Shifting the Male Perspective on City Planning

Urban spaces and transportation system are largely designed and managed by men, but cities are starting to recognize the unique challenges women and children face.

2 minute read

April 3, 2024, 7:00 AM PDT

By Diana Ionescu @aworkoffiction


View from back of two women in winter clothing walking down street in European city.

David / Adobe Stock

In a piece in Forbes, Eva Epker argues that “cities that were designed for men’s needs and conveniences. They were not designed for women or even designed by women.”

In general, according to UN Women, almost 9 out of 10 women in cities around the world feel unsafe in public spaces – and, as Dolores Hayden argued in 1980, cities have been built, literally and figuratively, on the idea that men move into town and women stay home.

Pointing to the low number of women in the architecture and planning fields and local governments, Epker writes that “Due to this male dominance and subsequent male bias, women’s needs aren’t represented equally in either in city plans or realities: regardless of whether those women stay at home or work elsewhere.”

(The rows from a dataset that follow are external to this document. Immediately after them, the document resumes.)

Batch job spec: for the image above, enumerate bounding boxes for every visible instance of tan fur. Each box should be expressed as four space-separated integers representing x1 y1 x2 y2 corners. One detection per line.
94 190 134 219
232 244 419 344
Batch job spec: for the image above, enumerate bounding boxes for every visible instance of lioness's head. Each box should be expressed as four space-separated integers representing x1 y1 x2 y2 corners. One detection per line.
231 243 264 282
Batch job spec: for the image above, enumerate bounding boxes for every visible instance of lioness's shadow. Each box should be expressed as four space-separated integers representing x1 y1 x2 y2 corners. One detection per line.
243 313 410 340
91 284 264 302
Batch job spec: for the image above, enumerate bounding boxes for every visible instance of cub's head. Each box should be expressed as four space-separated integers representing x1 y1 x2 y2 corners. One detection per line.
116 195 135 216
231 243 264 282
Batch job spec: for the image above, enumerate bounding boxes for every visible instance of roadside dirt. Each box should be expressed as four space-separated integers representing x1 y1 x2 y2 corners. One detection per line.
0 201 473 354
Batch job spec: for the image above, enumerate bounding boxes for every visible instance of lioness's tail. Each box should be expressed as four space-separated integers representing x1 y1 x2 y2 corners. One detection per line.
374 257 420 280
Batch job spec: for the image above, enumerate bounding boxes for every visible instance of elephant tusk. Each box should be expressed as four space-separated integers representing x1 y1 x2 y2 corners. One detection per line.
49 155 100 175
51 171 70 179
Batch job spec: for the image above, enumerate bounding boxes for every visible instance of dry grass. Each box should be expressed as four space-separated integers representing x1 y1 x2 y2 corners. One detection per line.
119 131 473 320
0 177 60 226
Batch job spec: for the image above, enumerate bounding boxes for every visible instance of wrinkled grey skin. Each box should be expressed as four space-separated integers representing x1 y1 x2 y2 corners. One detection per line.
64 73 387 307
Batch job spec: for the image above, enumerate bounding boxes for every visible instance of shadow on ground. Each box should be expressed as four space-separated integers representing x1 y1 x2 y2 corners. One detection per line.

Epker uses examples from transportation — women are more likely to walk and have variable schedules to account for household tasks and childcare, among other things — to show how public transit and transportation infrastructure are often not geared to women’s and children’s needs.

Making cities safer and more accessible for women and children doesn’t always require massive change. In Stockholm, Sweden, where women were more likely to be injured on icy sidewalks, the city began prioritizing plowing sidewalks and cycle tracks to make conditions safer for pedestrians — “decreasing the number of accidents by 50% in the process without any extra charge to the municipality.”